Christ’s Demonstration of a Servant Spirit
Jesus saw two needs that night. The disciples needed to have their dirty feet washed, and they also needed to learn what true greatness looks like. Therefore, as the preeminent one among them, Jesus humbled Himself and washed His disciples’ feet—even those of Judas Iscariot. Peter was the only person to object, but Jesus told the disciple refusal meant he’d have no part in God’s work. This was a needed lesson: If Peter would not submit to his Lord’s service, he would not be able serve with humility.
The Development of a Servant Spirit in the Christian
Christ wasn’t establishing a foot washing ordinance for the church but, rather, was demonstrating a servant spirit, setting an example in both attitude and action. (See Phil. 2:1-11.) Believers are predestined to be conformed to the image of Jesus, who was a servant (Rom. 8:29).
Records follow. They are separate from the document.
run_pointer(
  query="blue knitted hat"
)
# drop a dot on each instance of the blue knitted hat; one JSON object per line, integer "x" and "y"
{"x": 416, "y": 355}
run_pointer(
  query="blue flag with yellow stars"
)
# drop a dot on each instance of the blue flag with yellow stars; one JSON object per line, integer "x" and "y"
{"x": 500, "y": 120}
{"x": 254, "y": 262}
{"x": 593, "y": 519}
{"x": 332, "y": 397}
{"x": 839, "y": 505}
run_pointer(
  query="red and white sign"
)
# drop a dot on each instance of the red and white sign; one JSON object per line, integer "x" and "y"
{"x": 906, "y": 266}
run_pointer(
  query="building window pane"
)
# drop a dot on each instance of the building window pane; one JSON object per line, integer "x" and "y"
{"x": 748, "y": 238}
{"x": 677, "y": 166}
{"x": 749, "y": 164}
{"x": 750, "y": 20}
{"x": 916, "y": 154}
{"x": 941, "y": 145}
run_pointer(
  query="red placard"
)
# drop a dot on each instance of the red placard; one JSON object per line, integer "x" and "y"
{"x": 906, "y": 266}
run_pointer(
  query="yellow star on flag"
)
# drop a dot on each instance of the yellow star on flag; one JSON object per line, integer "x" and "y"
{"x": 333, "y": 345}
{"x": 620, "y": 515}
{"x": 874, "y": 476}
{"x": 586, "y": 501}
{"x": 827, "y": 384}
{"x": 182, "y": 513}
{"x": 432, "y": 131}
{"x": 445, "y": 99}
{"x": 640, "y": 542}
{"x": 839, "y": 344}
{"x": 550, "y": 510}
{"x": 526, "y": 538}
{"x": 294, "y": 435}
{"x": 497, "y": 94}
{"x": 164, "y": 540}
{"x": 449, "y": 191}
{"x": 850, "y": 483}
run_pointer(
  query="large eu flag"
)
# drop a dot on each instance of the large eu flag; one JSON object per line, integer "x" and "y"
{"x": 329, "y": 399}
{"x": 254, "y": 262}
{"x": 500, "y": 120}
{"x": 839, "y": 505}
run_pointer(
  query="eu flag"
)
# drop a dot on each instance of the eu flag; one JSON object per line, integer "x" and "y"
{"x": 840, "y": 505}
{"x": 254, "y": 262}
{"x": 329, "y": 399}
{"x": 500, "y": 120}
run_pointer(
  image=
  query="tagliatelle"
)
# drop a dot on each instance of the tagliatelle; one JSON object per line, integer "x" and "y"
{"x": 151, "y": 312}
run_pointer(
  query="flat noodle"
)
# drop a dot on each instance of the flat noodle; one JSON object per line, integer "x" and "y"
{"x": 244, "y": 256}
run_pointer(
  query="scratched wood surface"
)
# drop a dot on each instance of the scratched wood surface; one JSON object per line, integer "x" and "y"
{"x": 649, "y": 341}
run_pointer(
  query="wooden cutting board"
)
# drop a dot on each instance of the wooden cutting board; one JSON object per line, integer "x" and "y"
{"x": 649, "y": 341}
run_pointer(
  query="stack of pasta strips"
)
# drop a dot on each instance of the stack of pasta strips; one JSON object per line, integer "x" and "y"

A servant spirit isn’t gained instantly by a decision; it takes a process of submission and obedience. We must be willing to:
• Put to death pride and self-will and look beyond our own interests to see the needs of others—even those who mistreat us.
• Let God break our hearts over the things that break His.
• Yield our rights and possessions to the Lord so He can work through us.
• Recognize our service to others as unto God, expecting nothing in return.
• What motivates your service to God and others?
• Does anything hinder you from humbly serving other people? If so, what?
• What changes do you need to make in order to develop a servant spirit?
• Do you know someone who has a true servant spirit? What can you learn from him or her?